The remodeling industry is in a position to grow as remodeling expenditures are predicted to rise at an inflation-adjusted 3.5% average annual rate, according to a recent study by the Joint Center for Housing Studies at Harvard University. The report on the study, entitled "A New Decade of Growth for Remodeling," also recognized changes in consumer spending habits when it came to remodeling projects.
The report noted that the housing market itself offered a few reasons why the remodeling industry may pick up in the years ahead. It was noted that there are more houses in the market today, many of which are on the older side, and the improved income gains of homeowners all may contribute to more remodeling in the future. As for homeowners actually contributing to the remodeling industry, the study, which used 2009 as the most recent data, found that during that year more than 21 million homeowners spent more than $185 billion on home improvement projects. The average cost was $8,790 per project.
The study found that the remodeling industry peaked in 2007, after the burst of the housing bubble, but before the collapse of the financial system, and then fell by 12% between 2007 and 2009.
Researchers were quick to point out, however, that while the housing market does provide opportunities to those in the remodeling industry, it can also negatively impact numbers. The downturn in the housing market has meant that fewer people are selling their homes, which often provides great opportunities for remodelers both with sellers making improvements and buyers often fixing things they don't like.
The study also showed that rental property owners were spending more on improvements and remodels. Researchers hypothesized that with the recent housing market crash and the current cost and financing responsibilities of purchasing a new home, renting was a more viable option for some people.
Spending was also found to be concentrated in metropolitan areas as compared to non-metro and rural areas. The report pointed out that this trend reflects that data that there are more higher income households and higher priced homes located in urban and metro areas. According to the report, the top 35 metro areas were home to 43% of homeowners, but yet still accounted for 55% of remodeling spending.
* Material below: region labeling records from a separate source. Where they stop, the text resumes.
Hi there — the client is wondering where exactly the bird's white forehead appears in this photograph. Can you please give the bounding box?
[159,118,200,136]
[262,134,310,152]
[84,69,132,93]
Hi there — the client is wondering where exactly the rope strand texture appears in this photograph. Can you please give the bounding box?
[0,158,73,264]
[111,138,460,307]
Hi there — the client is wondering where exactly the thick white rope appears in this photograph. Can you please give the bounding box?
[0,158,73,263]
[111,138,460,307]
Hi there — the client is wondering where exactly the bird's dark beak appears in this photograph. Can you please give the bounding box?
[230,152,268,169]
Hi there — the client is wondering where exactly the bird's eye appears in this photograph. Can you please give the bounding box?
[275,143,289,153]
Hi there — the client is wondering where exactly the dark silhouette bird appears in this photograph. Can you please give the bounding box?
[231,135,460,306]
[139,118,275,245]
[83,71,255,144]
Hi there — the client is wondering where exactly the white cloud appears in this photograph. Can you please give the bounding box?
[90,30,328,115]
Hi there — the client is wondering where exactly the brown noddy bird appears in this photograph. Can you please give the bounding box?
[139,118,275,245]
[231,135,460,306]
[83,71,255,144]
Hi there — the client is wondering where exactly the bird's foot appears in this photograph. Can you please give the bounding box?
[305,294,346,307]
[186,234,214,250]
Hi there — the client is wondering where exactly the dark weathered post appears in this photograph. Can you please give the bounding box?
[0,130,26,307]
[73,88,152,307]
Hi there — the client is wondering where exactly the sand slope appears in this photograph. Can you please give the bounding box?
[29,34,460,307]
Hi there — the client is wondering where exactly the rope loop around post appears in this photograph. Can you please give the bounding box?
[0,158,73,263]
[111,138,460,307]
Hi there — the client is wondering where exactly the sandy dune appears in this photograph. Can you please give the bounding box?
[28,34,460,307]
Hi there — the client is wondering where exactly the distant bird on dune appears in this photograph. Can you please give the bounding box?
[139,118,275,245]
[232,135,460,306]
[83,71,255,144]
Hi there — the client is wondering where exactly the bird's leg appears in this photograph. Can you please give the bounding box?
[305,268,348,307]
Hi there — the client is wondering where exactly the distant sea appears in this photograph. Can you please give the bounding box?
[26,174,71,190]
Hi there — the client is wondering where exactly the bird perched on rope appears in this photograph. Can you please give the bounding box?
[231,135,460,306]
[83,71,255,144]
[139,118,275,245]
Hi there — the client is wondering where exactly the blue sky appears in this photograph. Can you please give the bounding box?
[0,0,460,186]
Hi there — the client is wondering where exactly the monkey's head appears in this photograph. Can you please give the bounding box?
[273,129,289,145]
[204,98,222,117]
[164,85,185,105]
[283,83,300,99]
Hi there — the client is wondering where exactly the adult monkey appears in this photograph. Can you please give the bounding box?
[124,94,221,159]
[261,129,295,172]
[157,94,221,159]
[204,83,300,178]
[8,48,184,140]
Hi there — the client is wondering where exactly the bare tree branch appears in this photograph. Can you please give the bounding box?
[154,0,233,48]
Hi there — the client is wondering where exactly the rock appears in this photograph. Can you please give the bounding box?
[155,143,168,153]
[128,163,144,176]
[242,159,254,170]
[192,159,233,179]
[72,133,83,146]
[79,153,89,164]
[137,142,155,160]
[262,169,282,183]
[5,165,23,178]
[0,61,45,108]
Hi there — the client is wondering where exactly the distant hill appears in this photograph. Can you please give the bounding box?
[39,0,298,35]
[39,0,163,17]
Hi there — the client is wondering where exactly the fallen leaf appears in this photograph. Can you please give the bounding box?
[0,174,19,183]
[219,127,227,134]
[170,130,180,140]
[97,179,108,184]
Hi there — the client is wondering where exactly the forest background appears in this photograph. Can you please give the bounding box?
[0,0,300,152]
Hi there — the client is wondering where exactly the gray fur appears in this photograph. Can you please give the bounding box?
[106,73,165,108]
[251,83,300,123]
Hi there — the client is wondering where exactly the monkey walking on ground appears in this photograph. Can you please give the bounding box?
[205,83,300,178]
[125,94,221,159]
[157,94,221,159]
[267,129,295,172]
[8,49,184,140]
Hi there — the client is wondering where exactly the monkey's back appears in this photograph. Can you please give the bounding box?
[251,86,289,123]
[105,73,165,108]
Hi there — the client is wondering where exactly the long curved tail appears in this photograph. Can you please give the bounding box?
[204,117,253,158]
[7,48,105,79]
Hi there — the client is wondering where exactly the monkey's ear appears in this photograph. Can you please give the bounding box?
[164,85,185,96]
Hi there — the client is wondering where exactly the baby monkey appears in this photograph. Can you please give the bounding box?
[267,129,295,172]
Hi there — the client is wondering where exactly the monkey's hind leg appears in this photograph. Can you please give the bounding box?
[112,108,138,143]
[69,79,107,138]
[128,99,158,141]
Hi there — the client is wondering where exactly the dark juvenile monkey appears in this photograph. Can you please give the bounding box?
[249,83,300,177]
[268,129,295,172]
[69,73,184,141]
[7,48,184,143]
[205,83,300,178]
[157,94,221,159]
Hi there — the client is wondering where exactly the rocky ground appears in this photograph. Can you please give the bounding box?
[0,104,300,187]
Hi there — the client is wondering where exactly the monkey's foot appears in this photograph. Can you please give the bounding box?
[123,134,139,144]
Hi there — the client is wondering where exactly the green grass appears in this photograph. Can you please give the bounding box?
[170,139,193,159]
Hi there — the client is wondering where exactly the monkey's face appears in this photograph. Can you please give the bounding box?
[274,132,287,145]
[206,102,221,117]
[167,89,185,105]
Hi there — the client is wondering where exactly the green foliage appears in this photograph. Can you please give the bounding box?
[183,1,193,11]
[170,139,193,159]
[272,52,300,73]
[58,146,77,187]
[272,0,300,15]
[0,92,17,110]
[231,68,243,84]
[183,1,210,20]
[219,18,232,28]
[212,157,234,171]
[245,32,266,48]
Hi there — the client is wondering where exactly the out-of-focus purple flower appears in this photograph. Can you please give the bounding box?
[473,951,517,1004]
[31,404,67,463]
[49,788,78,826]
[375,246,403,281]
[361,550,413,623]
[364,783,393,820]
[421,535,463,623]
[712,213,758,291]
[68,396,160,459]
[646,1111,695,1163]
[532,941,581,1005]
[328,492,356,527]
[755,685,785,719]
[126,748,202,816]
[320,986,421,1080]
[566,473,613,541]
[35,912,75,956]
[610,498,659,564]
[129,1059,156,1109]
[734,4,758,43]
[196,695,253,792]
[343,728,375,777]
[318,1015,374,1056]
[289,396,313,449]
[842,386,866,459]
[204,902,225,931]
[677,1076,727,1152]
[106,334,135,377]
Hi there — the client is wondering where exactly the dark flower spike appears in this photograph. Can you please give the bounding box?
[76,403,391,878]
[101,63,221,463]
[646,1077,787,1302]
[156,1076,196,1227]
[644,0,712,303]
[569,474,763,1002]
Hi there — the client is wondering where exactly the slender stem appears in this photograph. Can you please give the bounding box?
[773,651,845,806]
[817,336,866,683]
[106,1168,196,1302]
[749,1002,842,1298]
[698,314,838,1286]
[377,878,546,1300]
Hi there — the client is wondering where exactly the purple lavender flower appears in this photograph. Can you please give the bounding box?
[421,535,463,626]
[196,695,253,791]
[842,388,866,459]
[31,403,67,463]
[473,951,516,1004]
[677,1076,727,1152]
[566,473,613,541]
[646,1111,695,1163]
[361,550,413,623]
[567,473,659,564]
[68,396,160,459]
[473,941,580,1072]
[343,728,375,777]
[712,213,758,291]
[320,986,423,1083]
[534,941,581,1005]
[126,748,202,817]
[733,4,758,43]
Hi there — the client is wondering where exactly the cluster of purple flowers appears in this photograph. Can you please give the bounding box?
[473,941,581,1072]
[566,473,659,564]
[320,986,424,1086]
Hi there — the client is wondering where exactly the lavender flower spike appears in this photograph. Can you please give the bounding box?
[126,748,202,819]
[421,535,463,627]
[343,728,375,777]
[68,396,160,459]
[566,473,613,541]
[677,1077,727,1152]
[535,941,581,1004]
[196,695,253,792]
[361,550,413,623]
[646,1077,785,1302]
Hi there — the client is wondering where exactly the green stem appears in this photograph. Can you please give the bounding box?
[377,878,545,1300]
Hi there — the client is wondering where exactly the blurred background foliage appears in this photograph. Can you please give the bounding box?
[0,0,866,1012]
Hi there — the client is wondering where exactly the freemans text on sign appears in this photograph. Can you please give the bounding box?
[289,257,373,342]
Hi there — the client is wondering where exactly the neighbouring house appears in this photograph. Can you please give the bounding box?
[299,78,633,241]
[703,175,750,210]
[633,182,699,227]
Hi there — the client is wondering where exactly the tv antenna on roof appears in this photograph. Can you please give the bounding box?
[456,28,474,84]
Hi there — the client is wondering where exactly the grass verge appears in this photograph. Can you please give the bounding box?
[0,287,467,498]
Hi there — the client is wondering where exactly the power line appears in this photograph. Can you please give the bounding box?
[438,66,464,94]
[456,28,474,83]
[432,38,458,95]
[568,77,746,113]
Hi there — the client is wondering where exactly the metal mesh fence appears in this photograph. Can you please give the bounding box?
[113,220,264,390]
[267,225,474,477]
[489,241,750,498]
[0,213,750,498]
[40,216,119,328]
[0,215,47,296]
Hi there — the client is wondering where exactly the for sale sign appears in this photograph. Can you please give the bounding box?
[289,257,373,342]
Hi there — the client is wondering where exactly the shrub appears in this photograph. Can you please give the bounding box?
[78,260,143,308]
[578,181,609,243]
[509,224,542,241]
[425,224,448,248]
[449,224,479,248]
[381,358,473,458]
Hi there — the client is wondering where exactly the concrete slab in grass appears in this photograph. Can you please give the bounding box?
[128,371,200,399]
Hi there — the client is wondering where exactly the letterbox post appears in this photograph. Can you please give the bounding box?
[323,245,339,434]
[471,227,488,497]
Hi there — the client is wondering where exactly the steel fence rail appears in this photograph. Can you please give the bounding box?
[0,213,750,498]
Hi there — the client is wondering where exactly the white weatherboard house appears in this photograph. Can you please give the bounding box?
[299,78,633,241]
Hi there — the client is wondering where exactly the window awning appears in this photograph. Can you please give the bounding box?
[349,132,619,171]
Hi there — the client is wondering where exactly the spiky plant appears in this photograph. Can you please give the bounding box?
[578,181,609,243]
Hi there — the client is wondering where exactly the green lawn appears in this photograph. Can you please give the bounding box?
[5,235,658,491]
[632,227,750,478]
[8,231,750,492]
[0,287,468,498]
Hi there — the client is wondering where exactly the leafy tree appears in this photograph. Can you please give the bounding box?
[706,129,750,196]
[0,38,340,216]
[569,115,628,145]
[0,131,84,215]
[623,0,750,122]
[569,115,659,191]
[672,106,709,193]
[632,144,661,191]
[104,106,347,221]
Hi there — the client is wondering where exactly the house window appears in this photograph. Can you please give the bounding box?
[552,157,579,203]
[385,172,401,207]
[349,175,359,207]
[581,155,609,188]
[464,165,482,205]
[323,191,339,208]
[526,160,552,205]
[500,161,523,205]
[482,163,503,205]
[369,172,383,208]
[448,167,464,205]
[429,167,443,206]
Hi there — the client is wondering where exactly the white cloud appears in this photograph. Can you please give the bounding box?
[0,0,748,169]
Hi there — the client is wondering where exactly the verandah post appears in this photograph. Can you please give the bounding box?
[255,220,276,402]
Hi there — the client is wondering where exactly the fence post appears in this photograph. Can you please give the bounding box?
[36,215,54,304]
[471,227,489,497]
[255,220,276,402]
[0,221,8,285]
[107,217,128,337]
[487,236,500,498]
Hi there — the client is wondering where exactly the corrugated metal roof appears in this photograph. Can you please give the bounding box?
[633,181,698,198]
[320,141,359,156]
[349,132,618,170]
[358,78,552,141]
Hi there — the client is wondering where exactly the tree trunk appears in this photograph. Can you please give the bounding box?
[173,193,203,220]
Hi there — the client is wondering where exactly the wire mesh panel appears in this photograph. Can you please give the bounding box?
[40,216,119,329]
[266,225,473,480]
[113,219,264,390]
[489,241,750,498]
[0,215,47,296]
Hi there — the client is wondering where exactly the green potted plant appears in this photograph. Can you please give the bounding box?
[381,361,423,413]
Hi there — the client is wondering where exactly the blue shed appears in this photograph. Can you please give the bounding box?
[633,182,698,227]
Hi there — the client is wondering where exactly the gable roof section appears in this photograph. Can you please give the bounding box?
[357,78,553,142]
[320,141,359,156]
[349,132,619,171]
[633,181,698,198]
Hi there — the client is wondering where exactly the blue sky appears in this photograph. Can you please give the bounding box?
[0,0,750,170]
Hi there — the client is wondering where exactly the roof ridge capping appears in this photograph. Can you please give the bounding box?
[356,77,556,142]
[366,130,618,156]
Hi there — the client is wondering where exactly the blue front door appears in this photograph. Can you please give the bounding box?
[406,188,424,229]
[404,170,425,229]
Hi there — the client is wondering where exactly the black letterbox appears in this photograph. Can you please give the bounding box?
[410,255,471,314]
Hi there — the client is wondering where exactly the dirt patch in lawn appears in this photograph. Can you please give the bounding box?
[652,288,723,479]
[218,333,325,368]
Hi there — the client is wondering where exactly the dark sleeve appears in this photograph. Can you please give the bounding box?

Consumer's spending habits also changed as expenditures on discretionary projects, such as kitchen and bath remodels, fell by 3%, while expenditures on exterior and systems upgrades rose by the same amount. It was also noted that remodeling habits will continue to change as larger, discretionary projects, such as complete kitchen and bathroom remodels, may no longer drive the industry, but rather smaller projects, often to replace older features and systems, will form a larger part of the remodeling market.
The Joint Center for Housing Studies is Harvard University's center for study and information on the housing industry in the U.S. and world. This latest report was the sixth in a line of reports within the Improving America's Housing series.